Haute Route: über den Col du Mont Brulé nach Italien
Der Wecker geht um 05.00, es ist stockdunkel, unsere Stirnlampen gehen an. Wir müssen uns nicht um andere im Lager kümmern, wir sind allein. Einen Stock tiefer nehmen wir ziemlich wortlos unser Frühstück ein, schleichen langsam, aber schon aufgeregt in den Geräteraum der Schönbielhütte.
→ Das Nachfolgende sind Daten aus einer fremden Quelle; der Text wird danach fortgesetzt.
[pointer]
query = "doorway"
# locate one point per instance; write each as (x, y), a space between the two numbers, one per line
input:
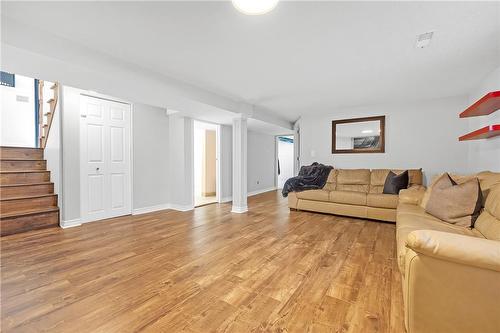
(285, 162)
(206, 163)
(105, 177)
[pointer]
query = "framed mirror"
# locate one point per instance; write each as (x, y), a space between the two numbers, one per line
(358, 135)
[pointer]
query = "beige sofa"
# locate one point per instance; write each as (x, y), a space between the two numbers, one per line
(450, 274)
(354, 192)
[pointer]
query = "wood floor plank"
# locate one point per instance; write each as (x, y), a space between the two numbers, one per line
(207, 270)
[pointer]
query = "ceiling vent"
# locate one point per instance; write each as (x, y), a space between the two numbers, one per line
(423, 40)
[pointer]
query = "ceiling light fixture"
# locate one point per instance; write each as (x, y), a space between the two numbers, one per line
(424, 39)
(254, 7)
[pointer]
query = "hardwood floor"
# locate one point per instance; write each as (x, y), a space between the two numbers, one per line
(208, 270)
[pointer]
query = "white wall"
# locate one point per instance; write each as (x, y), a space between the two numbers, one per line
(17, 117)
(181, 135)
(484, 154)
(151, 157)
(418, 135)
(261, 161)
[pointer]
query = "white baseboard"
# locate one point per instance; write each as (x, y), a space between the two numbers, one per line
(70, 223)
(150, 209)
(239, 209)
(264, 190)
(182, 208)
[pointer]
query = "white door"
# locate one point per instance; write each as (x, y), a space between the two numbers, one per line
(285, 161)
(104, 159)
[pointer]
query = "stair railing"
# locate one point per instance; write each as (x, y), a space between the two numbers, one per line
(45, 118)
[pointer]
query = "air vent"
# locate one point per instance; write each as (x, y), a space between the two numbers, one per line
(424, 39)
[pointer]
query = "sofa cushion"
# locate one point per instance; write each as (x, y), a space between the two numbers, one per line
(331, 182)
(455, 203)
(317, 195)
(487, 180)
(413, 217)
(488, 222)
(348, 197)
(356, 180)
(382, 200)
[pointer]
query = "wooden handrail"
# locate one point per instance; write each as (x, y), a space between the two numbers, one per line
(45, 119)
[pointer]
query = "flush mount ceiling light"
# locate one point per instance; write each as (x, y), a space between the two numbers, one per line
(254, 7)
(423, 40)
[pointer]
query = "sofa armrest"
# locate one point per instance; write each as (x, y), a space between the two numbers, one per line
(412, 195)
(460, 249)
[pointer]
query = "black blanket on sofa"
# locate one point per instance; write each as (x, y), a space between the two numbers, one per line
(311, 177)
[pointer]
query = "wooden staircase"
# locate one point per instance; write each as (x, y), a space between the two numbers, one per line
(27, 199)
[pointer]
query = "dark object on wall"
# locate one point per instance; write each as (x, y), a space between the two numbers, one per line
(366, 142)
(395, 183)
(311, 177)
(7, 79)
(358, 135)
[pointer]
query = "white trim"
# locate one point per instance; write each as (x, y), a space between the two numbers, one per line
(239, 209)
(71, 223)
(264, 190)
(181, 208)
(218, 173)
(150, 209)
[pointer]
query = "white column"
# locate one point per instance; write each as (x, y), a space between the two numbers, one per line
(240, 165)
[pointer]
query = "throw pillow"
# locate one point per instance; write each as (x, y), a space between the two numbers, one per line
(454, 203)
(441, 180)
(395, 183)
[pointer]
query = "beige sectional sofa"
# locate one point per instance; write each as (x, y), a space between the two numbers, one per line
(450, 274)
(354, 192)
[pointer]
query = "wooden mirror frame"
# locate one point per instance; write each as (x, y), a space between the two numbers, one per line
(381, 149)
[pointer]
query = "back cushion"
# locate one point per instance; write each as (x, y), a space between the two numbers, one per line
(331, 182)
(488, 222)
(357, 180)
(487, 180)
(378, 176)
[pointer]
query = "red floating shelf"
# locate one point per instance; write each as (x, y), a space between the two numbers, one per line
(483, 133)
(489, 103)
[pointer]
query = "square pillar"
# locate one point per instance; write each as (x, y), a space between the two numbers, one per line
(239, 165)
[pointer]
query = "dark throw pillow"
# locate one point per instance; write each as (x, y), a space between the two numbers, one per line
(395, 183)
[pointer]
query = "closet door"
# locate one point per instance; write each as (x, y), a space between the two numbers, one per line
(104, 159)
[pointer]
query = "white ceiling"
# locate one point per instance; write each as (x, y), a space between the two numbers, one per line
(302, 58)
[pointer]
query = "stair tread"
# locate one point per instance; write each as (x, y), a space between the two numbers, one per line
(30, 196)
(14, 147)
(24, 171)
(29, 184)
(30, 212)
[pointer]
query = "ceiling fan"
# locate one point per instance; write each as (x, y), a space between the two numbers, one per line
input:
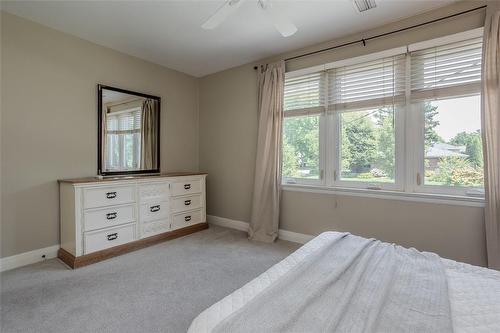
(280, 22)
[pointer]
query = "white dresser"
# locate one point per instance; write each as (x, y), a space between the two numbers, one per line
(103, 218)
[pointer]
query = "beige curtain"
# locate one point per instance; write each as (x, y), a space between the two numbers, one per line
(266, 190)
(491, 131)
(148, 135)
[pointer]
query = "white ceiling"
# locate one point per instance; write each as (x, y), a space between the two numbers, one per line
(169, 33)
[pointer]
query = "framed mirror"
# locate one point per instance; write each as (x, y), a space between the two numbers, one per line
(128, 132)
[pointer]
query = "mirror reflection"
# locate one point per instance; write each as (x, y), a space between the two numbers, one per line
(130, 132)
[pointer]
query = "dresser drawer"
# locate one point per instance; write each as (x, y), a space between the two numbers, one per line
(187, 219)
(186, 187)
(186, 203)
(154, 192)
(107, 196)
(154, 211)
(108, 217)
(154, 228)
(104, 239)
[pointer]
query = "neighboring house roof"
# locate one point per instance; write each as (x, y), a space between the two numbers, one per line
(441, 150)
(447, 146)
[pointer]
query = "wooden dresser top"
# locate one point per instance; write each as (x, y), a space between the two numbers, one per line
(125, 177)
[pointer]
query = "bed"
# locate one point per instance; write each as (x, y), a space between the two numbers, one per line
(473, 293)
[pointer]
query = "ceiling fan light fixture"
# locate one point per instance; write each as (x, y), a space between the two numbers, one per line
(364, 5)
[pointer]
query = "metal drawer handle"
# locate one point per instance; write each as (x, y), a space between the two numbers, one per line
(112, 236)
(111, 216)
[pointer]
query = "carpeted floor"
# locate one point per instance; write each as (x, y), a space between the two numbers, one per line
(157, 289)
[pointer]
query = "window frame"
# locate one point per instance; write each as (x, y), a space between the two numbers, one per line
(322, 149)
(419, 162)
(409, 134)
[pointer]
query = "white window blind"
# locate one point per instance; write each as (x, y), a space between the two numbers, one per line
(368, 84)
(124, 122)
(446, 71)
(305, 94)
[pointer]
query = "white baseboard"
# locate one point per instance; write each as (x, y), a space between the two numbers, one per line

Binnen Minuten sind wir schon auf den Ski und auf der Abfahrt hinunter zum Zmuttgletscher (ca. 2.500 m), der gestern in der Sonne noch so ein Glutofen gewesen war.
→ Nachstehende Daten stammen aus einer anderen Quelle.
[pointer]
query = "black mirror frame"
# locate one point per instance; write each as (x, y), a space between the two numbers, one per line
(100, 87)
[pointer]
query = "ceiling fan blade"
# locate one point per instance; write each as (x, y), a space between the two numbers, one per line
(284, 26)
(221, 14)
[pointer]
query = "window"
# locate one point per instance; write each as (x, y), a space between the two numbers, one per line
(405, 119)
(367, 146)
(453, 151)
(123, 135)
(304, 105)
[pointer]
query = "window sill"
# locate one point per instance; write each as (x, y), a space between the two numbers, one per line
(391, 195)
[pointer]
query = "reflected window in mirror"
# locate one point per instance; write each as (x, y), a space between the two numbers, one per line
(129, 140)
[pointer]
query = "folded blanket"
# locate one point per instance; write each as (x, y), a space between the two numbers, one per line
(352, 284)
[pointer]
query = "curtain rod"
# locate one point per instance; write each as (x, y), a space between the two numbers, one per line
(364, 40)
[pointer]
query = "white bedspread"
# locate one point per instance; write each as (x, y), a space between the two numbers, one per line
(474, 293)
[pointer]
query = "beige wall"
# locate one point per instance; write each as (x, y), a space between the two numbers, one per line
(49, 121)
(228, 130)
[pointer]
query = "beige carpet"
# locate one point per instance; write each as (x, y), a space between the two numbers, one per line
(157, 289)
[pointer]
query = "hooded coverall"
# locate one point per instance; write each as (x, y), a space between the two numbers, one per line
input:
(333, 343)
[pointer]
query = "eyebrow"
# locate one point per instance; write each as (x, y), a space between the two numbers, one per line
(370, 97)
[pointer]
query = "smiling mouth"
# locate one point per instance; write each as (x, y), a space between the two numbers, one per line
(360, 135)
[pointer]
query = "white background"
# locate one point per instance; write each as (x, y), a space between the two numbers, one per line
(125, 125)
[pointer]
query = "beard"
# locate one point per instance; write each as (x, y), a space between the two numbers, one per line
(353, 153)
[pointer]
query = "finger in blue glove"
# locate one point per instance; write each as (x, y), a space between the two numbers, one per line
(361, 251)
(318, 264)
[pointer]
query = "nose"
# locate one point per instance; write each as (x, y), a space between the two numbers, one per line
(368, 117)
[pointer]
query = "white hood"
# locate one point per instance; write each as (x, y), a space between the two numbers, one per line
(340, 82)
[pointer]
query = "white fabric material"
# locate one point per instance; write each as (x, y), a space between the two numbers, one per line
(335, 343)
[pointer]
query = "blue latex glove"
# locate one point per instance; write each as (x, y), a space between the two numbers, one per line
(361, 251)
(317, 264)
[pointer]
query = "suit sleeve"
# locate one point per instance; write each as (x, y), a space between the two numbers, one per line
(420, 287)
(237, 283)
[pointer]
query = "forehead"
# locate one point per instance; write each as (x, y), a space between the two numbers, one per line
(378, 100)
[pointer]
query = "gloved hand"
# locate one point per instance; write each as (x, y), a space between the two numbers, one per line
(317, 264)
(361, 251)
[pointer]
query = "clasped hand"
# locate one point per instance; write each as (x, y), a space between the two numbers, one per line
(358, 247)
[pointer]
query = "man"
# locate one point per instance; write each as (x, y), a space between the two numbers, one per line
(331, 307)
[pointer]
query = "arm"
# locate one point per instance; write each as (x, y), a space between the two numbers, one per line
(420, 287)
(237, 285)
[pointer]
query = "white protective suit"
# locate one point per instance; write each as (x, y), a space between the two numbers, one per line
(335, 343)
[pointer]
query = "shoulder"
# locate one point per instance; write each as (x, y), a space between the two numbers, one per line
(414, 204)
Blick ins Morgengrau, rechts die Nordwand des Matterhorn, mittig hinten die Monte Rosa Gruppe
Wir machen es etwas besser als die drei Schweizer, die bereits 45 Minuten vor uns aufgebrochen sind, aber durch einen Orientierungsfehler gute 100 Höhenmeter unter uns navigieren. Wir sehen ihre Stirnlampen leuchten, sind aber so einsam hier draußen wie das mächtige Stockji, das wir auf unserem Weg zum Col de Valpelline zu umrunden versuchen. Es wird langsam grau, dann neblig, und später kommt auch im Osten etwas Sonnenlicht hervor. Auf gut 3.000 m Höhe sehen wir zahlreiche Eisabbrüche und entscheiden uns für eine etwas mühsame, aber sicherere Abkürzung zum Stockjigletscher, mit den Ski am Rucksack, den Steigeisen an den Beinen, und den Nasen fast im Schnee.

Gletscherbrüche an der Nordwand des Dent d’Hérens
Während wir also den Stockjigletscher bis zum Col de Valpelline (3.557 m) hochlaufen, blickt die mächtige Nordwand des Dent d’Hérens auf uns herab. Riesige Hängegletscher lauern da oben, und der Wind pfeift heute so mächtig um seine Flanken und unsere Ohren. Vom Col de Valpelline scheren wir kurz nach Süden aus, um den ersten Gipfel unserer Haute Route mitzunehmen: Tete de Valpelline (3.799 m).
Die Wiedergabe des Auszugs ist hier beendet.